23. November 2016
Missing Maps: Putting People on the Map
There are places on our planet where people live but there is no map. How are NGOs like Médecins Sans Frontières (MSF) supposed to do field work if they don’t know where people live, how many, how to get there? The Missing Maps project is addressing the issue via crowdsourcing. I gave it a try, and here’s what I think.
For many years, I had been involved in volunteering efforts of one or the other kind. It helps you give a sense of purpose. However, in my first year after university, — my first year at work —, I did not do much at all and I soon felt there was some gap in my life.
After a while, I got involved as a organiser in a local Meetup group for runners in London. This definitely was an improvement. It is good fun to organize small (half-)day trips to the benefit of others and myself. Still, given that I can consider myself lucky in so many aspects, and have been given so much by others throughout my life, I thought I could start doing a little bit more, again.
Fortunately, at my workplace, there was an opportunity: Organisers were needed for running a “Mapathon” for Médecins Sans Frontières (MSF, www.msf.org) at work. I have been supporting MSF for several years financially, but here was a chance to get to meet people from MSF, and to contribute with my time & more directly as well. So, I agreed to help organising. Even though this is of course far away from any actual field work.
As part of the Missing Maps project (www.missingmaps.org), these so-called Mapathons are held around the world in various contexts and settings. The idea is to have a group of people get together in some venue, and then map a certain part of the world by annotating satellite imagery. For example, you as a Mapathon participant would look at satellite images and identify settlements, individual buildings, roads and other man-made structures.
So how did my first two Mapathons go? Members of MSF, the British Red Cross, the Missing Maps team, the Humanitarian OpenStreetMap Team instructed us Mapathon participants on how to get started, motivated us with stories telling us why the mapping helps the NGOs to operate effectively and efficiently. I was relieved, they were providing us with the knowledge on how to solve simple mapping tasks: how to spot buildings, how to spot roads, what to do in case of uncertainty, and so on and so forth. No previous skills needed!
The NGOs define the mapping needs. For example, MSF might need the map in order to understand the travel time between one of their hospitals to various settlements. Or there might be emergencies such as earthquakes where there is urgent need to complete maps in certain areas. Other reasons might be detection and monitoring of the outbreak of diseases — having estimates of population density helps here. The Humanitarian OpenStreetMap team (www.hotosm.org) provides the crowdsourcing platform. NGOs such as the Red Cross and MSF can then submit mapping tasks for volunteers to pick up.

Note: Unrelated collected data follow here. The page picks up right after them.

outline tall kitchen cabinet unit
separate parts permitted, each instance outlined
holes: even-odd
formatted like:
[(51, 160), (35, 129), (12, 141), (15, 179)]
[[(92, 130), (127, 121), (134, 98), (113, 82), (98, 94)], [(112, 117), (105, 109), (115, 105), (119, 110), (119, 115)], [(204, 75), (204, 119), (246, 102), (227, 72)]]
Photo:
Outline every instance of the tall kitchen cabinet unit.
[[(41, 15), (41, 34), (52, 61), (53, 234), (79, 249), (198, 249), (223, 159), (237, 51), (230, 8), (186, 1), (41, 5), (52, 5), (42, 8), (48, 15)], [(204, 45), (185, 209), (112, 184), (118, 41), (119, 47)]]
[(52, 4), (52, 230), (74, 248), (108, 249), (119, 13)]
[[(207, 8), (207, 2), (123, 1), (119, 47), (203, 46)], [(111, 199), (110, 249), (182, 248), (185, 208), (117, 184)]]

The mapping itself is somewhat repetitive. You look at forests in Congo, you scan stretches of land in Chad for settlements, buildings, and roads. The quality of the satellite imagery varies, and sometimes it is hard to distinguish a road from a river, a roundhouse from a tree. The annotated structures are reviewed by other, more experienced volunteers. Given that mapping is essentially a classification problem, we have the issue with precision versus recall. One the one hand, for example, you don’t want to miss settlements, on the other hand you don’t want to put settlements on the map that actually don’t.
Generally, I got a good impression. On a high level, the mapping is valuable, because it helps data-driven decision making, and I am buying the argument that such data collection might help to put focus also on more long-drawn issues beyond disasters with “sensational” value.
Finally, at a very recent Mapathon I helped to organize at work, I finally tried the Mapswipe app (mapswipe.org). Rather than annotating individual buildings on a notebook or desktop computer, you can just categorize tiles on satellite imagery into those with buildings, those which might have buildings, and those tiles where the image is bad. It is a successful gamification of a crowdsourcing project, and I am excited to see that there are “games” that serve a purpose beyond pure entertainment. Give it a try!